Tuesday, January 29, 2008

I'm leaving on a jet plane...

Well, it’s official. I’m going to Malaysia for a week - I just booked my airline ticket (which was a feat in itself. Without sounding like a complete bigot, I officially cannot understand people with Korean accents and they cannot understand me with my southern accent. I was turned away by not one but TWO Korean Air phone reservation agents. Fan-f'in-tastic. *vent*). Anway - Kevin will be over there for about 2 months for an engineering school, and I just can’t be away from him for 2 months. I can barely stand it when he visits his parents for a week.

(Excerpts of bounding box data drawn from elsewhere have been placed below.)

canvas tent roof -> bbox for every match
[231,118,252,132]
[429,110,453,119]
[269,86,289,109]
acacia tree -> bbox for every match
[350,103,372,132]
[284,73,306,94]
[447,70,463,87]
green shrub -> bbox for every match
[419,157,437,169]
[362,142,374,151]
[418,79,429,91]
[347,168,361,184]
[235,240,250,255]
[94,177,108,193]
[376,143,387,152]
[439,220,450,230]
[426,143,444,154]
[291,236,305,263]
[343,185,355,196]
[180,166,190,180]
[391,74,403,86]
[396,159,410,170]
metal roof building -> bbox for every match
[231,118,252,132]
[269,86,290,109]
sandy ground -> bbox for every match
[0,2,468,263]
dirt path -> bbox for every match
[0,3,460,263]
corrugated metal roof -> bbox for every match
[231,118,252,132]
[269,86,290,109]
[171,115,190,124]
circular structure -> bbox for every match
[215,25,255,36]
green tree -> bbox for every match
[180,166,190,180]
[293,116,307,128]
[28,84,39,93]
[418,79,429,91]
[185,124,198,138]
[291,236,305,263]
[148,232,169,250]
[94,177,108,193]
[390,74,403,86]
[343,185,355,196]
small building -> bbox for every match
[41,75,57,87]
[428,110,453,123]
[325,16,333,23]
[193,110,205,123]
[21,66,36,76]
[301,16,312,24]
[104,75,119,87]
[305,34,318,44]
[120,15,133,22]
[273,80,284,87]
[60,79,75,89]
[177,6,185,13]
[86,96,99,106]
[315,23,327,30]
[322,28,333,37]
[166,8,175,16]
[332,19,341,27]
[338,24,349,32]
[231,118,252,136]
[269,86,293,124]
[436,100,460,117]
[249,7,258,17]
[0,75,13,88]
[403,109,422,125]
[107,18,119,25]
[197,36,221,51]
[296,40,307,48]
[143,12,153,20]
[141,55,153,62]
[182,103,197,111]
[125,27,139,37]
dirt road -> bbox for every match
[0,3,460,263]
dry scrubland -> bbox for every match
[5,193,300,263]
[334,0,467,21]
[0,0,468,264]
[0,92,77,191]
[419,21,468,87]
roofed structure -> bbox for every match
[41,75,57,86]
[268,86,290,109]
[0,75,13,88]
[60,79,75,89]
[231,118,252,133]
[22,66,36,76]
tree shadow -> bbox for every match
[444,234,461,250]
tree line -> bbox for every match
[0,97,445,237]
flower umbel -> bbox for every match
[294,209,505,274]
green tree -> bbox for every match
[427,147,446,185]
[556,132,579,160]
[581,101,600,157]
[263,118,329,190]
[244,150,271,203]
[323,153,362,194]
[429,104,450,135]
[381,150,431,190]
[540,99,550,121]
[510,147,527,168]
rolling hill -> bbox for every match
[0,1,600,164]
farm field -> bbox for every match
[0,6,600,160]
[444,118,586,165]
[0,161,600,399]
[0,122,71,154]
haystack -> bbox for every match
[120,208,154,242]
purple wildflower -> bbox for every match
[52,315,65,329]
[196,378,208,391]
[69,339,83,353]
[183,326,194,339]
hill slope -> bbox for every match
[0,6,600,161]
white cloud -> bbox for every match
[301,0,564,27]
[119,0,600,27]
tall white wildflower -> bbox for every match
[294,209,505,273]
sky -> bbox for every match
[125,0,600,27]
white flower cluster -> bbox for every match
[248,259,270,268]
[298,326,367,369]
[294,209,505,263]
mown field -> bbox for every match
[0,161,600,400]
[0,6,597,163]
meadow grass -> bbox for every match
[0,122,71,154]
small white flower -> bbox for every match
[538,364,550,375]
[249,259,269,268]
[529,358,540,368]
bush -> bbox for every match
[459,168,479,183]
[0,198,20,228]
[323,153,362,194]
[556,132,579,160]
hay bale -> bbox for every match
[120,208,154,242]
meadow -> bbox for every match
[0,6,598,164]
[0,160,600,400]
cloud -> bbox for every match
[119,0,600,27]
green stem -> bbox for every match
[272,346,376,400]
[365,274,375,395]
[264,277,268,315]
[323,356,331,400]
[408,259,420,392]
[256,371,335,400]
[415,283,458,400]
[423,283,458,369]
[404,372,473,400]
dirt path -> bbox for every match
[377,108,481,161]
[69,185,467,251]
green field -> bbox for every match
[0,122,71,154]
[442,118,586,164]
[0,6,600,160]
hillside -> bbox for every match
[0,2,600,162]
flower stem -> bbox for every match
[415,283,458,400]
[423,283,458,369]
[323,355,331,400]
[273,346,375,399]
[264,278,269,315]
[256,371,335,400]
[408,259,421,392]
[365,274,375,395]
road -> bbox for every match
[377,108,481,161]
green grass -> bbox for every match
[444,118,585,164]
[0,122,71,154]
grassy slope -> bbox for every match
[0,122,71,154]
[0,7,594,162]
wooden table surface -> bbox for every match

So I’m packing a bag (or 3) and taking my non-Malaysian-speaking, doesn’t-fly-well-with-others self 10,000 miles across the Pacific to Malaysia. I’m going right in the middle of his 7 week trip, which is perfect timing because that week is his birthday. And I’m pumped. And totally nervous at the same time. This is the first international trip that I’ve (a) had to plan completely on my own and (b) had to endure the flights ALONE. For as much as I fly, I am a HORRIBLE flier. I get antsy after about an hour, I fantasize about how great it would be if I were sitting in first class, and I always get stuck sitting next to one of three kinds of people:
(1) the talker. I do not know you. I do not want to know what you do for a living (unless it somehow benefits me), and I do not want to hear about your life for the next 20 hours as we share this excruciatingly long flight together. Unless you are a cute little old person. Or unless you are famous (in which case you would be in first class or in your own plane). Otherwise a polite “excuse me” every few hours as we have to climb over each other to get to the restroom will suffice for our in-flight conversation.
(2) The head-bobbing-sleeper/snorer/drooler. To me, sleepers are the perfect neighbors to have on a flight. However, I am a head-bobbing-sleeper on planes, and having two next each other is a safety hazard as we may eventually collide. And, well, snoring and drooling are pretty self-explanatory.
(3) The stinker. For some reason, stinkers generally manage to sit in very close proximities of me on planes (and yes, I’ve checked a few times just to make sure it’s not really me). It’s just not right. Or fair.

I have another in-flight concern. I have had the luxury of flying first class on a couple of occasions and have been exposed to the wonderfulness that is first class airplane food. It looks like food, smells like food, consists of more than a cold sandwich with chips, and you get your own salt and pepper shakers (with REAL silverware!). However, the majority of my flying experiences have been in coach. And call me a food snob, but I cannot eat the food they hand out 95% of the time. Just the smell of it makes my stomach turn a little. Especially when everyone opens their mayo packets to put it on the above-mentioned sandwiches. *random fact: If you know me, you know how much I absolutely cannot stand the smell of mayo.* In summation, I generally cannot handle airplane food. Therefore I plan on raiding a vending machine before I board the plane. 20 hours living on chips and peanut butter crackers… nutritious and delicious.

So as sad as I am that Kevin leaves me next week for TWO MONTHS, knowing that I will be seeing him a few weeks after he leaves (and getting a vacation at the same time!) makes it a little less unbearable.

The Cranes take on Malaysia… this should be entertaining.

1 comments:

KAREN! said...

how did i not know you had a blog?! my suggestion for long flights: bring some sleeping pills (really!) so you can get rest. try to book a window seat so you can lay your head on the window (i ALWAYS do this). buy some snacks to bring with you beforehand (i once ate an entire can of honey roasted peanuts on my way to spain). and have fun!! im jealous!